Some perspective, please

After the dreadful attack on the Togolese national football team, questions have been raised about the World Cup tournament in South Africa later this year. But why?

 After all, France 1998 went ahead despite the Kosovo conflict, which was occuring on the same continent.

As Danny Jordaan has pointed out, South Africa 2010 has nothing to do with the African Cup of Nations save for being held in the same year.  What happened on Friday, 3,000 kilometres away from SAFA headquarters is tragic, but it has no bearing on the World Cup.

This situation has merely highlighted the West’s blinkered view of Africa as a single troubled entity. But Angola is just one of fifty-two countries here and is as different from South Africa as Hungary is from the UK and Honduras is from the US.

So can we drop the hysteria and get a little perspective, please?

EDIT: See also here.

5 thoughts on “Some perspective, please

  1. But how could we possibly sell newspapers without beautiful headlines like that or give the nay-sayers “hope” that the world cup will actually still be played on another continent?!

    Maybe the World Cup actually being played here will help educate the rest of the world that we are not just one big (un)happy continent and that we are as diverse as places like Europe.

    It is still a problem though and these kind of incidents need to be stamped out.
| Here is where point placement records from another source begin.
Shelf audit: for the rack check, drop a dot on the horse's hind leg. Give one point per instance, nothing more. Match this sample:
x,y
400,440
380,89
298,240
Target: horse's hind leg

I said it on another blog as well that Pakistan are still trying to convince people to come back and tour them after that horrendous attack on the Sri Lankan cricket side.

    It s the kind of rubbish we don’t need
    .-= Marc´s last blog ..10 TRENDS FOR 2010 – by Dion Chang =-.

  2. I can’t quite suppress the fear that something terrible will happen during the World Cup Finals, but that’s down to the wider geopolitical situation rather than because of what’s happened in Angola. And I feel exactly the same way – even more so – about the Olympics here in the UK.

    I hope I’m wrong and the fears are nothing more than shadows that disappear when the light of day falls upon them.

    But, in any case, that’s no reason to cancel any major sporting event – that is to let fear triumph over hope, and if we ever let ourselves fall into that trap, then we really are doomed.
    .-= Ro´s last blog ..Practical Economics =-.

  3. Marc > Thre are a lot of people waiting for us to fail. That’s why it’s imperative that we succeed!

    Ro > Every big sporting event is a huge target for terrorism – and why not? You don’t get a bigger stage than the Olympics or the World Cup.